In H1FY21, toll revenue declined by 16.6% PcP and stood at $1,165 million, and subsequently, EBITDA declined by 23.2% PcP and stood at $840 million. ADT across all markets declined by 17.8%, while traffic volumes recovered in the period from 1.8 million in July to 2.1 million in December 2020. During the period, M8 and NorthConnex projects were completed, and M5 East commenced tolling. As a result, free cash conversion stays robust at 114% in H1FY21.

Recent Announcement: On 12 May 2021, TCL announced that WestConnex Group had priced $1.8 billion in senior secured notes. TCL owns 25.5% interest in WestConnex Group. TCL estimates to receive $280 million on a pro-rata basis.

Outlook: The company seems to be well-capitalized to participate in the opportunities in core markets. Further, the easing of restrictions and traffic recovery to pre-COVID levels augurs well for TCL, as it positions itself for growth. Progressive project pipeline holds 11 advanced projects, with three completed in FY20. 
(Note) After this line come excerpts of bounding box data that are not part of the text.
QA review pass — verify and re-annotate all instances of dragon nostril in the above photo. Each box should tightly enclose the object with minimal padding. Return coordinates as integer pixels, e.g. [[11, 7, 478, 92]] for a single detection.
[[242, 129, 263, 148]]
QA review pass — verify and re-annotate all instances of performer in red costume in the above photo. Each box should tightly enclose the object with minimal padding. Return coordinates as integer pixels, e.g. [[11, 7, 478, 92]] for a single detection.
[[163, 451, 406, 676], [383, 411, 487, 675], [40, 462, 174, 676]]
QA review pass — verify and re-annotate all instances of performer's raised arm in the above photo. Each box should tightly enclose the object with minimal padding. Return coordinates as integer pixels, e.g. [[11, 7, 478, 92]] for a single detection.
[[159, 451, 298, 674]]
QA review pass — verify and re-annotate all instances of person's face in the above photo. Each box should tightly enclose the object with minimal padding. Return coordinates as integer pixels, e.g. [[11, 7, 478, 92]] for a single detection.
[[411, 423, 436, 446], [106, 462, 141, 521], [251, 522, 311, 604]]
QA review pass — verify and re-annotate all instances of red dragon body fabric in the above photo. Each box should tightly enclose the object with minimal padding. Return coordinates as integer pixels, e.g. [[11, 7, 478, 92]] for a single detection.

Valuation Methodology: Price/Book Value Multiple Based Relative Valuation (Illustrative)

A-VIX vs TCL (Source: REFINITIV)

Stock Recommendation: Over the last month, the stock of TCL went up by ~1.682%. The stock made a 52-weeks’ low and high of $12.360 and $15.635, respectively. The stock overperformed the market volatility index. We have valued the stock using the Price/Book Value multiple based illustrative relative valuation method and arrived at a target price of low double-digit (in percentage terms). However, we believe that the company may trade at a slight discount compared to its peer's average, considering slow recovery in average daily traffic and short-term disruption in fundamentals. For this purpose, we have taken peers such as Qube Holdings Ltd (ASX: QUB), Atlas Arteria Group (ASX: ALX), Sydney Airport Holdings Pty Ltd (ASX: SYD), to name a few. Considering the toll ready projects, easing restrictions and prudent capitalization, we give a ‘Hold’ rating on the stock at the closing price of $14.510, up by ~1.539% as of 5 July 2021.

Comparative Price Chart (Source: REFINITIV)

Note 1: The reference data in this report has been partly sourced from REFINITIV.

Note 2: Investment decisions should be made depending on investors’ appetite on upside potential, risks, holding duration, and any previous holdings. Investors can consider exiting from the stock of the Target Price mentioned as per the Valuation has been achieved and subject to factors discussed above.